Okay, this requires a bit of explanation.
The reason for this emulation is to allow us to have seamless updates of
the devices cgroup for running containers. This was triggered by several
users having issues where our initial writing of a deny-all rule (in all
cases) results in spurrious errors.
The obvious solution would be to just remove the deny-all rule, right?
Well, it turns out that runc doesn't actually control the deny-all rule
because all users of runc have explicitly specified their own deny-all
rule for many years. This appears to have been done to work around a bug
in runc (which this series has fixed in [1]) where we would actually act
as a black-list despite this being a violation of the OCI spec.
This means that not adding our own deny-all rule in the case of updates
won't solve the issue. However, it will also not solve the issue in
several other cases (the most notable being where a container is being
switched between default-permission modes).
So in order to handle all of these cases, a way of tracking the relevant
internal cgroup state (given a certain state of "cgroups.list" and a set
of rules to apply) is necessary.

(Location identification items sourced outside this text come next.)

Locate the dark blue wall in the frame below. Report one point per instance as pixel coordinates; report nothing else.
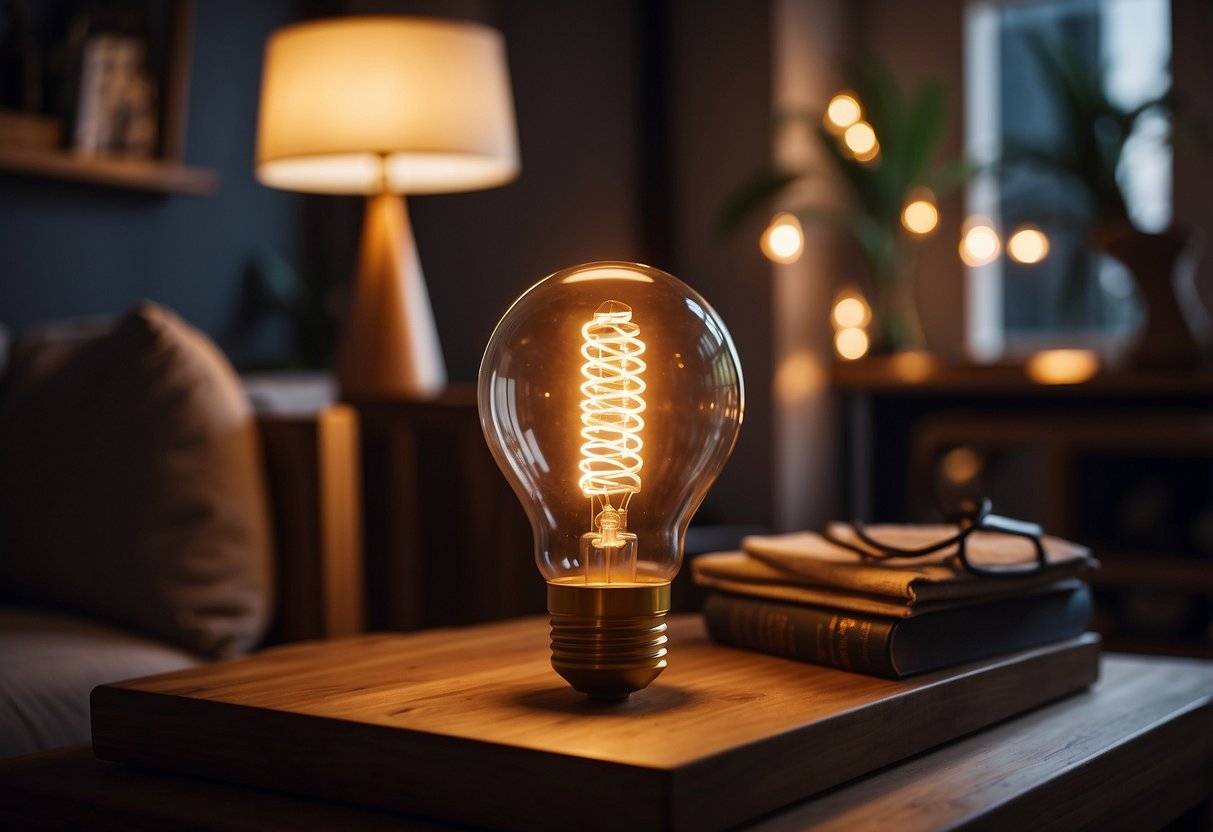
(70, 249)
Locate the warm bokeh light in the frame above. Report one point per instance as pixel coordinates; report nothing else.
(1028, 245)
(850, 342)
(799, 377)
(870, 155)
(980, 243)
(1063, 366)
(961, 466)
(849, 312)
(920, 216)
(784, 239)
(860, 138)
(842, 112)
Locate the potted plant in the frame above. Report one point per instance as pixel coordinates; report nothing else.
(1091, 155)
(884, 171)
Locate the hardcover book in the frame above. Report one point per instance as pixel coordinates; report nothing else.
(804, 568)
(898, 647)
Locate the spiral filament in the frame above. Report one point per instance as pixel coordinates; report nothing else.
(610, 410)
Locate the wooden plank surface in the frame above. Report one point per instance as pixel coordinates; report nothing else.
(413, 722)
(1129, 753)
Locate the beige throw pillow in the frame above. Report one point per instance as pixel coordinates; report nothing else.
(131, 484)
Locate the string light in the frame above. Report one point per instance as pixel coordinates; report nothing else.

That is the purpose of DevicesEmulator.
Reading "devices.list" is quite important because that's the only way we
can tell if it's safe to skip the troublesome deny-all rules without
making potentially-dangerous assumptions about the container.

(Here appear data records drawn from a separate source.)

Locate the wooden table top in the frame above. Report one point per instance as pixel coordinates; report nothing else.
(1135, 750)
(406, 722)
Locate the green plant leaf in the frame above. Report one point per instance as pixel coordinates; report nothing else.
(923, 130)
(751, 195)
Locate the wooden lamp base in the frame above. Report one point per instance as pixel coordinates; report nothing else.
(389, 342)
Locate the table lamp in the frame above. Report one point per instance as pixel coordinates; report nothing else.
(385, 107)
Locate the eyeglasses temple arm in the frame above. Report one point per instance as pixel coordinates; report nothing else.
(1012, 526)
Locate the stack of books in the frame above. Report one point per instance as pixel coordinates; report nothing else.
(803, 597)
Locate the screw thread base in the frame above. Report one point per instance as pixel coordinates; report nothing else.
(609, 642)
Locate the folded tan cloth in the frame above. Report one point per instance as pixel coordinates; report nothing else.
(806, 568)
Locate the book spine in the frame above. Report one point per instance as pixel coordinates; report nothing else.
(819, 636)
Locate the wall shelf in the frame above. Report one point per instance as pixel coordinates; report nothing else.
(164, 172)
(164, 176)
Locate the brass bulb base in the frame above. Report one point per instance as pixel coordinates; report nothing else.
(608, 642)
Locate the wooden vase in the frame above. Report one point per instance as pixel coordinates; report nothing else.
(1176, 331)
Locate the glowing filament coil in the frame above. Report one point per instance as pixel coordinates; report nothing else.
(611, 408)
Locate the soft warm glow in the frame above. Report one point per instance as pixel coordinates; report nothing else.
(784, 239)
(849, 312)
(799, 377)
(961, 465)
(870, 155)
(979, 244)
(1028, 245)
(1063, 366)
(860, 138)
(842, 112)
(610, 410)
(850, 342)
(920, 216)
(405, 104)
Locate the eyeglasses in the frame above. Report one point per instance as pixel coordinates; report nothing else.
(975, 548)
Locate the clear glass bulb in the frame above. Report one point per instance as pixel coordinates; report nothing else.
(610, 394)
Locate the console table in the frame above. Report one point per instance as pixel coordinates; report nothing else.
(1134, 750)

We also are currently bug-compatible with the devices cgroup (namely,
removing rules that don't exist or having superfluous rules all works as
with the in-kernel implementation). The only exception to this is that
we give an error if a user requests to revoke part of a wildcard
exception, because allowing such configurations could result in security
holes (cgroupv1 silently ignores such rules, meaning in white-list mode
that the access is still permitted).
[1]: b2bec9806f ("cgroup: devices: eradicate the Allow/Deny lists")
Signed-off-by: Aleksa Sarai <asarai@suse.de>